The relationship between Mammoth Mountain and Starwood Capital reinforces the company's vision and strategy to become a major destination resort. “With their background in hotel and resort development, the Partners at Starwood Capital bring an understanding of our business environment as well as knowledge of the true potential of our resort,” said Mr. Gregory. “They are making an investment in us for the brand we have developed to-date, but they also see us poised as the next major destination resort in North America — that was an important factor in our selection of Starwood to buy the company.”

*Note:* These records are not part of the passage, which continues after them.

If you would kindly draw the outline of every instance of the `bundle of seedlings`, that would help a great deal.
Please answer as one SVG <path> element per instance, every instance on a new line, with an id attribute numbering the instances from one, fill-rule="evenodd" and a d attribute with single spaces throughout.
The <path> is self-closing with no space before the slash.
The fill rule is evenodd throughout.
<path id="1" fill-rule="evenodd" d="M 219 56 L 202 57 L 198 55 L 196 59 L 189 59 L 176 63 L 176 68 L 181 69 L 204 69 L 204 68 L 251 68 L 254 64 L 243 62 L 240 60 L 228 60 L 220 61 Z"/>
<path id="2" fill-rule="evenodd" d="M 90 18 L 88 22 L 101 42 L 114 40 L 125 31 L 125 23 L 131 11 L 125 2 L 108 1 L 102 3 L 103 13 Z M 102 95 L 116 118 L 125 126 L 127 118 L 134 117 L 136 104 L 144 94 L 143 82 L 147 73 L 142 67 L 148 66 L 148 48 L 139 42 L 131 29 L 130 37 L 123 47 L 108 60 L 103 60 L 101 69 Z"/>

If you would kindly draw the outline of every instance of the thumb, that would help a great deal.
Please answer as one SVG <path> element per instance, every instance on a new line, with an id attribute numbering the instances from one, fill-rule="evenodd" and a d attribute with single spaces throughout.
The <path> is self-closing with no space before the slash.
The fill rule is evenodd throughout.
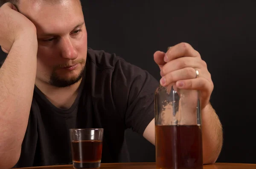
<path id="1" fill-rule="evenodd" d="M 161 68 L 166 62 L 163 60 L 165 53 L 160 51 L 157 51 L 154 54 L 154 60 Z"/>

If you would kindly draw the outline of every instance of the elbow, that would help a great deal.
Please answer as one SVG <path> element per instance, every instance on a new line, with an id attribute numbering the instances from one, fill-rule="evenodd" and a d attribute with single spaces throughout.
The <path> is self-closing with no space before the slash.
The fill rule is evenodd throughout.
<path id="1" fill-rule="evenodd" d="M 217 151 L 209 151 L 205 152 L 203 156 L 203 162 L 204 164 L 212 164 L 216 162 L 221 151 L 219 149 L 217 149 Z"/>
<path id="2" fill-rule="evenodd" d="M 0 154 L 0 169 L 11 169 L 18 162 L 20 156 L 20 151 L 18 153 L 13 154 L 12 153 L 5 153 Z"/>

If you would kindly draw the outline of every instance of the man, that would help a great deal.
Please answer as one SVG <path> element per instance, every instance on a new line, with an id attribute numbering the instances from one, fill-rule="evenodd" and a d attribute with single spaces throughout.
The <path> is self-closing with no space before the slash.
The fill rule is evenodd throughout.
<path id="1" fill-rule="evenodd" d="M 128 128 L 154 144 L 158 82 L 113 54 L 87 47 L 79 0 L 8 1 L 0 0 L 0 45 L 8 54 L 0 69 L 0 168 L 71 163 L 71 128 L 104 128 L 102 163 L 129 161 Z M 209 102 L 213 84 L 206 64 L 186 43 L 154 59 L 162 85 L 200 90 L 204 163 L 215 162 L 222 132 Z"/>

Dave McCoy, founder of Mammoth Mountain, said, “It's my expectation that Starwood Capital will continue our original vision for developing a world-class mountain community. There were many people interested in Mammoth, but cultural fit and dedication to maintaining a quality community was very important to me.” The leadership of the company will remain intact along with the key components that have been a part of Mammoth Mountain's success such as financial discipline and operational excellence. Mammoth Mountain will continue its long-standing partnership with the community to achieve common resort goals.

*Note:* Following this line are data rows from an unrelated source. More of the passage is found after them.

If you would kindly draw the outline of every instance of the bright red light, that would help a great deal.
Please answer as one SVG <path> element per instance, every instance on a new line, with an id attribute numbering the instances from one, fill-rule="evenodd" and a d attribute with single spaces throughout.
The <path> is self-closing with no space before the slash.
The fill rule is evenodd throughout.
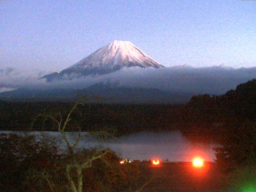
<path id="1" fill-rule="evenodd" d="M 153 160 L 152 162 L 153 165 L 157 165 L 159 164 L 159 160 Z"/>
<path id="2" fill-rule="evenodd" d="M 196 167 L 201 167 L 204 166 L 204 160 L 200 157 L 196 157 L 192 160 L 193 166 Z"/>

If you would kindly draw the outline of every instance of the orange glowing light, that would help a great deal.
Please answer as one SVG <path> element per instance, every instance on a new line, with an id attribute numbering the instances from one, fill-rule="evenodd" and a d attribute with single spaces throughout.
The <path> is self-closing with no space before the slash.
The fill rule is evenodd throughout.
<path id="1" fill-rule="evenodd" d="M 204 160 L 200 157 L 196 157 L 193 159 L 193 166 L 196 167 L 201 167 L 204 165 Z"/>
<path id="2" fill-rule="evenodd" d="M 153 163 L 153 165 L 159 165 L 159 160 L 153 160 L 153 161 L 152 162 Z"/>

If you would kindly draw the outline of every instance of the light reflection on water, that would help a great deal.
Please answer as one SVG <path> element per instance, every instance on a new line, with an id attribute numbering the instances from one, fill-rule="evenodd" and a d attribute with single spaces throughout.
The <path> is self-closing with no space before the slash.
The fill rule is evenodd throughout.
<path id="1" fill-rule="evenodd" d="M 10 132 L 0 131 L 0 133 Z M 39 136 L 48 134 L 54 137 L 60 136 L 58 132 L 33 132 L 30 134 Z M 83 132 L 82 134 L 86 135 L 87 133 Z M 77 133 L 69 133 L 68 135 L 73 143 Z M 93 147 L 96 145 L 98 146 L 100 143 L 92 137 L 87 137 L 86 139 L 81 140 L 78 148 Z M 63 141 L 60 145 L 62 148 L 65 146 Z M 158 158 L 168 159 L 170 161 L 190 161 L 195 156 L 200 156 L 205 160 L 213 161 L 215 158 L 215 152 L 212 148 L 216 146 L 192 143 L 178 131 L 133 134 L 109 140 L 104 142 L 103 146 L 103 147 L 108 146 L 123 158 L 132 160 L 142 160 Z"/>

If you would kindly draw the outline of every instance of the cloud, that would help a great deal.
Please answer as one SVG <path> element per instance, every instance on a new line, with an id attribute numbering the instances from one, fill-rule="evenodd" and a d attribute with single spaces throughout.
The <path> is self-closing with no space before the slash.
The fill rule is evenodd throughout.
<path id="1" fill-rule="evenodd" d="M 46 82 L 39 80 L 45 72 L 26 74 L 11 70 L 0 70 L 0 88 L 15 89 L 82 89 L 103 82 L 121 87 L 156 88 L 172 92 L 220 94 L 239 84 L 256 78 L 256 68 L 234 69 L 214 66 L 195 68 L 186 66 L 142 68 L 124 67 L 103 75 L 88 76 L 72 80 Z M 72 74 L 75 76 L 75 74 Z M 70 77 L 66 77 L 68 78 Z"/>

Starwood Capital is led by Barry Sternlicht, who for nearly 10 years until May of this year served as Chairman of Starwood Hotels & Resorts Worldwide, Inc. (NYSE:HOT) (“Starwood Hotels”) and was CEO of Starwood Hotels until October of 2004. Under Mr. Sternlicht's leadership, Starwood Hotels grew from an $8 million enterprise into a company enjoying a market value in excess of $12.5 billion today. Mr. Sternlicht created both the “W” and the St. Regis brands and introduced the Heavenly line of products into Westin Hotels. He has been an innovator in creating brand identity and brand value in the hospitality business. Through Starwood Capital he has also been one of the leading real estate private equity investors focused on creating and growing real estate related business enterprises. “We are excited about the opportunity to work with Mammoth on their transformation into a world-class resort destination with a real estate component to match one of the continent's finest mountains,” said Mr. Sternlicht.

“Mammoth Mountain provides a wonderful opportunity to take a well managed company to the next level. The mountain is one of North America's top physical resort assets from a terrain, average snowfall and beauty aspect, and our investment comes on the heels of $150 million of capital investment in the mountain over the past ten years,” said Marc Perrin, Managing Director of Starwood Capital. “We have a proven track record of building brands and growing businesses such as Mammoth into industry leading companies.”

A secondary strategic outcome of this deal is the preliminary agreement between Starwood and Intrawest for Starwood to recapitalize, in a joint venture, Intrawest's real estate investments in Mammoth. Starwood will become the single entity responsible for most of the key real estate development in and around the Mammoth Lakes region. This creates a single point of influence on the bed-base development and amenities that are crucial to developing a destination resort.

Houlihan Lokey Howard & Zukin, an international investment bank, served as exclusive financial advisor to Mammoth Mountain, running a competitive auction process and structuring and negotiating the transaction. Houlihan Lokey has maintained over a 15-year relationship with Mammoth and its shareholders. The transaction is expected to close within 90 days pending the customary closing conditions.